Clinical Neurosciences Research Laboratory, Department of Neurology, Hospital Clínico Universitario, IDIS, University of Santiago de Compostela, 15706 Santiago de Compostela, Spain.
Int J Biochem Cell Biol. 2012 Feb;44(2):262-5. doi: 10.1016/j.biocel.2011.11.003. Epub 2011 Nov 10.
It is well established that glutamate acts as an important mediator of neuronal degeneration during cerebral ischemia. Different kind of glutamate antagonists have been used to reduce the deleterious effects of glutamate. However, their preclinical success failed to translate into practical treatments. Far from the classical use of glutamate antagonists employed so far, the systemic administration of oxaloacetate represents a novel neuroprotective strategy to minimize the deleterious effect of glutamate in the brain tissue after ischemic stroke. The neuroprotective effect of oxaloacetate is based on the capacity of this molecule to reduce the brain and blood glutamate levels as a result of the activation of the blood-resident enzyme glutamate-oxaloacetate transaminase. Here we review the recent experimental and clinical results where it is demonstrated the potential applicability of oxaloacetate as a novel and powerful neuroprotective treatment against ischemic stroke.

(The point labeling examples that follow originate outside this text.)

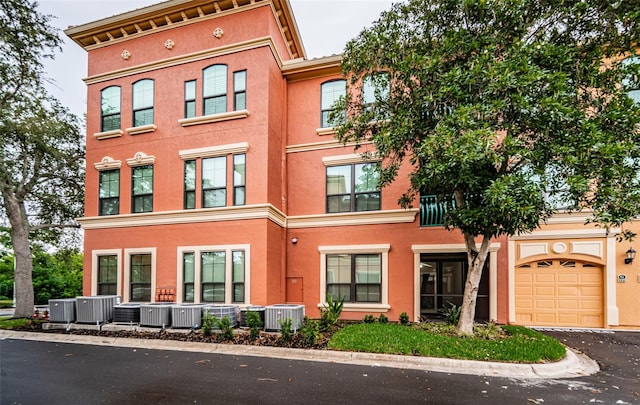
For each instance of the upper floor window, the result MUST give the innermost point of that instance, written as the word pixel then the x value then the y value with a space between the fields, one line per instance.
pixel 330 93
pixel 632 83
pixel 190 99
pixel 353 187
pixel 109 192
pixel 143 102
pixel 110 109
pixel 142 189
pixel 214 89
pixel 240 90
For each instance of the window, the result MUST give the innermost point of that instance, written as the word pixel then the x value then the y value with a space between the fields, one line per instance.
pixel 142 189
pixel 374 88
pixel 140 278
pixel 189 184
pixel 353 187
pixel 354 277
pixel 143 103
pixel 109 192
pixel 214 89
pixel 632 83
pixel 239 179
pixel 107 275
pixel 190 99
pixel 188 276
pixel 330 93
pixel 214 182
pixel 110 109
pixel 240 90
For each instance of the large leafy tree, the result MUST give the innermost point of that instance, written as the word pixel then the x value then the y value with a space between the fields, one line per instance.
pixel 42 152
pixel 508 108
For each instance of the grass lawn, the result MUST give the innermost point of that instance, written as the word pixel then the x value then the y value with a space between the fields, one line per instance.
pixel 514 344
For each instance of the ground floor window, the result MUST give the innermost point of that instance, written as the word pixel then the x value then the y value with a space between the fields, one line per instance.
pixel 215 274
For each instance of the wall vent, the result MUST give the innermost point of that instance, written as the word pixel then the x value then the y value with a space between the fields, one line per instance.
pixel 279 312
pixel 186 316
pixel 62 310
pixel 158 315
pixel 96 309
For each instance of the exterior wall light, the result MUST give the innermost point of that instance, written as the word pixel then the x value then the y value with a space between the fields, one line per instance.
pixel 630 255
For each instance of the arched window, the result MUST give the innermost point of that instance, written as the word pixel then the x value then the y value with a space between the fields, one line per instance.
pixel 214 89
pixel 330 92
pixel 143 102
pixel 110 109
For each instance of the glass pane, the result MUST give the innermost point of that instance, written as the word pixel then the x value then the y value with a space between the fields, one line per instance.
pixel 143 94
pixel 214 172
pixel 338 179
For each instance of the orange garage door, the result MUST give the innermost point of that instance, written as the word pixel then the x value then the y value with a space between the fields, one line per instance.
pixel 559 293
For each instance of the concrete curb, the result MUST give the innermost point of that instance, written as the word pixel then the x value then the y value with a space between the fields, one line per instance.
pixel 573 365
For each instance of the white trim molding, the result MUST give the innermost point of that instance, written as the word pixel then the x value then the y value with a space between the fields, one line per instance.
pixel 383 249
pixel 457 248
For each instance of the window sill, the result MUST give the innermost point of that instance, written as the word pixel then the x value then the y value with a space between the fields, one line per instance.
pixel 326 131
pixel 207 119
pixel 361 307
pixel 141 129
pixel 108 134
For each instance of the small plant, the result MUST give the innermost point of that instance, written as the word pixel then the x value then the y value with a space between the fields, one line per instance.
pixel 451 313
pixel 226 330
pixel 254 322
pixel 208 322
pixel 285 329
pixel 311 331
pixel 404 318
pixel 369 318
pixel 330 314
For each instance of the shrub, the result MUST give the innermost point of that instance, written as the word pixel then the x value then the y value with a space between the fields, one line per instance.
pixel 285 329
pixel 254 323
pixel 404 318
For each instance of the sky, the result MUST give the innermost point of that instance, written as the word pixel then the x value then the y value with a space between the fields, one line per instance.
pixel 325 27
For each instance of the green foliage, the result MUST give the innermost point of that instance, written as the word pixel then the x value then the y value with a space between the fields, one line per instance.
pixel 226 331
pixel 451 313
pixel 286 333
pixel 311 331
pixel 518 345
pixel 404 318
pixel 208 322
pixel 330 314
pixel 254 322
pixel 369 318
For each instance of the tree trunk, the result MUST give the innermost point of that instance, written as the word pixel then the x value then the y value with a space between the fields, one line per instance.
pixel 22 255
pixel 476 258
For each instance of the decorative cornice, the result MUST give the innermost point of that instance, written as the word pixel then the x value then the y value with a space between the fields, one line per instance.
pixel 212 151
pixel 108 134
pixel 141 159
pixel 107 163
pixel 239 213
pixel 352 219
pixel 207 119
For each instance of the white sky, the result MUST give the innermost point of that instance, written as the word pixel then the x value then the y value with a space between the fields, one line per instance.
pixel 325 27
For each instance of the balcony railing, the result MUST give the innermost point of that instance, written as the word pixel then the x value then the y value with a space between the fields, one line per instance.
pixel 431 211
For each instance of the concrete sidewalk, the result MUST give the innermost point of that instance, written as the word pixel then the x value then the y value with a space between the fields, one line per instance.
pixel 573 365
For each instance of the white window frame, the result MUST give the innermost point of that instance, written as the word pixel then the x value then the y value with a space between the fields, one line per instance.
pixel 228 278
pixel 126 293
pixel 95 254
pixel 383 250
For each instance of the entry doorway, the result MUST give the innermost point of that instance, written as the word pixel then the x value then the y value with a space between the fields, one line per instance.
pixel 442 280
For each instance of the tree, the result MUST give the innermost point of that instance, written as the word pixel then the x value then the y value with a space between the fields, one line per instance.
pixel 42 154
pixel 505 107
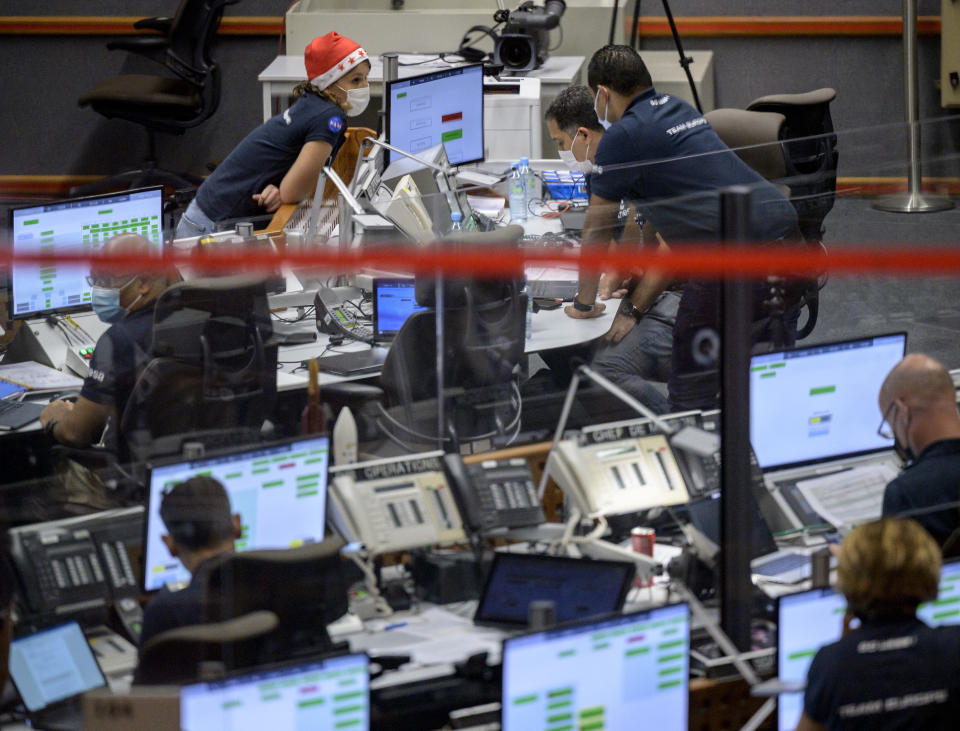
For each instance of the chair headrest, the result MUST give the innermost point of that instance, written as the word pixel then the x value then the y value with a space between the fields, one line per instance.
pixel 754 136
pixel 806 99
pixel 246 627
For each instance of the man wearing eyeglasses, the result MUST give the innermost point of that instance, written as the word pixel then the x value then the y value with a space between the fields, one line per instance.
pixel 918 403
pixel 125 299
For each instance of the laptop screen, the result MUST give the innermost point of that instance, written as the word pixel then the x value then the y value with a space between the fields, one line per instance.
pixel 820 402
pixel 811 619
pixel 320 695
pixel 393 303
pixel 626 672
pixel 279 490
pixel 53 665
pixel 579 588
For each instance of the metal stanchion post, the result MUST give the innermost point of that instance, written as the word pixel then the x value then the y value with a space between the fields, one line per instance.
pixel 914 200
pixel 736 591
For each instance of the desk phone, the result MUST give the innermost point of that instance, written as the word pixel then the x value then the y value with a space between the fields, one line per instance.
pixel 618 469
pixel 395 504
pixel 494 493
pixel 71 566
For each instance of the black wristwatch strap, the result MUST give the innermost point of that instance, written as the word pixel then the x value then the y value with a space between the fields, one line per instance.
pixel 628 308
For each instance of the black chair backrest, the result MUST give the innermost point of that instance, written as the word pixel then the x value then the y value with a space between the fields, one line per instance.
pixel 305 587
pixel 212 368
pixel 192 36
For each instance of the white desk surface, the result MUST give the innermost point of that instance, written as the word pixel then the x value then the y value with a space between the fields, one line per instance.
pixel 556 70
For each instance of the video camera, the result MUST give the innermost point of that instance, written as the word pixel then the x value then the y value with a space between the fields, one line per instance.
pixel 523 45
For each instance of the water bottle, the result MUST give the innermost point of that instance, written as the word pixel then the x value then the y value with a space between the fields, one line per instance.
pixel 518 195
pixel 529 181
pixel 528 330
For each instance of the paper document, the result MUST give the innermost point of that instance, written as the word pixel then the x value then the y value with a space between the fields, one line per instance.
pixel 849 497
pixel 489 206
pixel 37 377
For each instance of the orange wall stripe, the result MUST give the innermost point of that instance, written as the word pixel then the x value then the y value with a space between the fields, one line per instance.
pixel 123 25
pixel 649 26
pixel 732 25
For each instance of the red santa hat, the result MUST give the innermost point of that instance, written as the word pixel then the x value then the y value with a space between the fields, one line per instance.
pixel 329 57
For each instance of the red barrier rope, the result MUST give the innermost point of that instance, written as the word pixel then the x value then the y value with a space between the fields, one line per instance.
pixel 697 261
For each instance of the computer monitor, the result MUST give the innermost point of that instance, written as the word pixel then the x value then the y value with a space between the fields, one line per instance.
pixel 811 619
pixel 579 588
pixel 623 673
pixel 74 227
pixel 393 302
pixel 53 665
pixel 440 107
pixel 321 695
pixel 279 490
pixel 820 402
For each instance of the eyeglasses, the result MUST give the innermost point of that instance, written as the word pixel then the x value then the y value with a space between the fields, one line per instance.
pixel 885 430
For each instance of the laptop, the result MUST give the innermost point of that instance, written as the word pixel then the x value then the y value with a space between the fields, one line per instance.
pixel 813 414
pixel 618 674
pixel 808 620
pixel 578 587
pixel 393 302
pixel 768 563
pixel 320 694
pixel 51 670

谷氨酸在脑缺血期间作为神经元变性的重要介质已得到充分证实。不同类型的谷氨酸拮抗剂已被用于减少谷氨酸的有害作用。然而,它们在临床前的成功并没有转化为实际的治疗方法。与迄今为止使用的经典谷氨酸拮抗剂不同,草酰乙酸的全身给药代表了一种新的神经保护策略,可最大限度地减少缺血性中风后大脑组织中谷氨酸的有害作用。草酰乙酸的神经保护作用基于该分子的能力,通过激活血液驻留酶谷氨酸-草酰乙酸转氨酶来降低大脑和血液中的谷氨酸水平。在这里,我们回顾了最近的实验和临床结果,证明了草酰乙酸作为一种新型、强大的神经保护治疗缺血性中风的潜在适用性。